By William Warby (originally posted to Flickr as Statue of Liberty) [CC-BY-2.0 (http://creativecommons.org/licenses/by/2.0)], via Wikimedia Commons

By William Warby (originally posted to Flickr as Statue of Liberty) [CC-BY-2.0 (http://creativecommons.org/licenses/by/2.0)], via Wikimedia Commons

Not like the brazen giant of Greek fame,
With conquering limbs astride from land to land;
Here at our sea-washed, sunset gates shall stand
A mighty woman with a torch, whose flame
Is the imprisoned lightning, and her name
Mother of Exiles. From her beacon-hand
Glows world-wide welcome; her mild eyes command
The air-bridged harbor that twin cities frame.
“Keep, ancient lands, your storied pomp!” cries she
With silent lips. “Give me your tired, your poor,
Your huddled masses yearning to breathe free,
The wretched refuse of your teeming shore.
Send these, the homeless, tempest-tost to me,
I lift my lamp beside the golden door!”

We are all familiar with the final quote in Emma Lazarus’ poem The New Colossus. The phrase graces the foundation of the Statue of Liberty. However, we are less familiar with the first line from the poem. Are current US immigration laws more like Lady Liberty welcoming people to her shores or are the laws more like the brazen giant of Greek fame banishing people with “storied pomp”? In general, Christians have a very correct respect for the law. We want to see the law enforced. This respect for the law is very clear in the discussion to a Bereans at the Gate post by Mark Caleb Smith on November 17: “Obama, Immigration, and Presidential Power“.

President Obama should not use “unilateral executive action” to impose his will on an unwilling populace and an unwilling Congress. The precedent our president is setting is both chilling and terrifying. Immigration law must be changed. However, the change must be lawful through Congress passing intelligent, humane legislation to help ameliorate the problems  caused by current immigration law.

I would like to provide a brief historical summary of immigration law in the United States. There must be not only a reform in immigration law, but in addition there must be a fundamental change in the principles motivating the law. Our current law is essentially a quota system. It is a quota system that bases the choosing of legal immigrants based on nationality.  In an example of extreme understatement the authors of Overview of INS History say “Severely restricted immigration often results [in] increased illegal immigration.” The quota system that either by design or accident keeps wages of of current employees artificially high is at the root of all of our immigration problems. Until we change the quota system no reform will “fix” the problem. We will be debating “illegal immigrants” and the associated problems again in several years unless we fundamentally change our immigration law.

While not particularly old, the history of immigration law (1)  is somewhat complex and telling. It wasn’t until 1875 that the Supreme Court declared regulation of immigration a federal issue. You don’t need to much imagination to determine what the Chinese Exclusion Act of 1882 was designed to do. Cheap (Chinese) labor was to be excluded from US shores.

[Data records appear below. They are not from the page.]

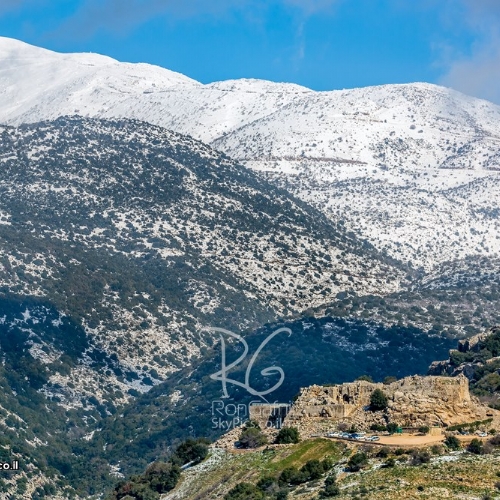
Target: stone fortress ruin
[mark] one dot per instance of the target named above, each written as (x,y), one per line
(413,402)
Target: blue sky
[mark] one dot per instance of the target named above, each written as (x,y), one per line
(322,44)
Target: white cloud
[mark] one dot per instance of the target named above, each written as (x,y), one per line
(121,16)
(478,73)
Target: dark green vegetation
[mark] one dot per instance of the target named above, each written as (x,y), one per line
(288,435)
(252,437)
(161,477)
(460,297)
(378,400)
(277,488)
(483,367)
(121,239)
(357,461)
(144,430)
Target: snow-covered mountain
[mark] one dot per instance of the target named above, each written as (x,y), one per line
(143,237)
(413,168)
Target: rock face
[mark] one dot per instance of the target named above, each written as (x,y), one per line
(413,402)
(467,368)
(475,343)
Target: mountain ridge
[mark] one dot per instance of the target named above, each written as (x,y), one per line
(372,157)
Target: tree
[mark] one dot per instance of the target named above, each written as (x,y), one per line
(420,457)
(288,435)
(252,438)
(452,442)
(357,462)
(392,427)
(331,488)
(475,446)
(378,400)
(162,477)
(244,491)
(191,450)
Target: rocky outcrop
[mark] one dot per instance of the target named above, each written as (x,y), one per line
(413,402)
(471,346)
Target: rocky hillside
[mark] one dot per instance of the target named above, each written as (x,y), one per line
(412,168)
(478,359)
(142,237)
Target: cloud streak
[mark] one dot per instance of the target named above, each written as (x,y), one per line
(119,16)
(10,5)
(478,73)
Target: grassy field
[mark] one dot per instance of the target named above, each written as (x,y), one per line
(455,475)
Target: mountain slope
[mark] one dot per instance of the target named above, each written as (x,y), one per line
(412,168)
(144,237)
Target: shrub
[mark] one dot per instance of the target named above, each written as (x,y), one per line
(452,442)
(420,457)
(392,427)
(288,435)
(331,488)
(436,449)
(162,477)
(495,441)
(244,491)
(191,450)
(291,475)
(357,462)
(378,400)
(475,446)
(252,438)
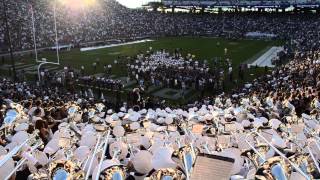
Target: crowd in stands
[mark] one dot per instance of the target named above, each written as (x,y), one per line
(109,20)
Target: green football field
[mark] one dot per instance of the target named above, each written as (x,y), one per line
(239,51)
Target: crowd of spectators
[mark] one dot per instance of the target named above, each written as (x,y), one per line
(108,20)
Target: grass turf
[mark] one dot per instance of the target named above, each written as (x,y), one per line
(239,51)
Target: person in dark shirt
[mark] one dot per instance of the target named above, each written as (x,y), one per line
(42,126)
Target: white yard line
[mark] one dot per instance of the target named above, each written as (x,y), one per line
(266,58)
(114,45)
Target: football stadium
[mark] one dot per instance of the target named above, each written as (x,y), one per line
(159,89)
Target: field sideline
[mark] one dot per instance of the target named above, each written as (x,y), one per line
(239,51)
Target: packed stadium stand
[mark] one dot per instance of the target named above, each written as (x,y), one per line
(266,129)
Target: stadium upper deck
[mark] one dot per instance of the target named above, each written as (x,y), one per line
(244,3)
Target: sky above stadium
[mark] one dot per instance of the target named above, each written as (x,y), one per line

Through additional legislation several years later US efforts at managing immigration were funded through a $.50 head tax. It was not until 1909 the immigration service received an annual appropriation.

Despite the “Great Wave” of immigration that occurred in the late 19th and early 20th centuries, basic US policy was to encourage citizenship. There was a grass roots Americanization movement. The Naturalization Service prepared and sponsored the Education for Citizenship program and distributed textbooks to public schools offering citizenship education classes. During the early years of the 20th century government bureaucracy and control grew (literacy tests, border crossing cards) as US citizens began to change their historically open attitude toward immigration.

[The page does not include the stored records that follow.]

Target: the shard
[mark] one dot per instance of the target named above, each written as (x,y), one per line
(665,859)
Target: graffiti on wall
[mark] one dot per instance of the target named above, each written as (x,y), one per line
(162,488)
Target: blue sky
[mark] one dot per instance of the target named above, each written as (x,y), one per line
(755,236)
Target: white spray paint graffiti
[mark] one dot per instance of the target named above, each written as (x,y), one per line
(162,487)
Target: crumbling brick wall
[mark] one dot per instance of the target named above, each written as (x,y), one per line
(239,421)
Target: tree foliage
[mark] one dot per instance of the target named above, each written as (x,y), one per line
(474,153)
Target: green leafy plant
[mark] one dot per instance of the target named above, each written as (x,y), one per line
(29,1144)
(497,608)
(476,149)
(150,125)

The national origins quota system was established by the Immigration Acts  of 1921 and 1924. The Immigration Act of 1921 limited immigrants to 3% of each nationality present in the US in 1910. In 1924 the quotas were changed to 2% of each nationality based on numbers in US in 1890. The quotas were based on surnames (many of which were anglicized at Ellis Island) and not the census figures. 82% of all immigrants allowed in the country came from western and northern Europe, 16% from southern and eastern Europe, 2% from the rest of the world. (A Brief Timeline on US Immigration and Naturalization). Immigration policy was reformed in 1952 with the removal of all racial barriers to immigration and naturalization. However, the quota system was maintained.

In 1965 the 1952 law was amended. Known as the Hart-Celler Act this reform was an attempt to abolished the national origins quotas. According to Mae N. Ngai, “The proposal had broad support, but the Kennedy administration pressured Senator Hart to sponsor the bill that created our current system instead — allocating visas in equal number to all countries, a principle inspired by the civil-rights-era ethos of formal equality. And it has been at the root of our “illegal immigration problem” ever since.” The quota system was maintained in essence.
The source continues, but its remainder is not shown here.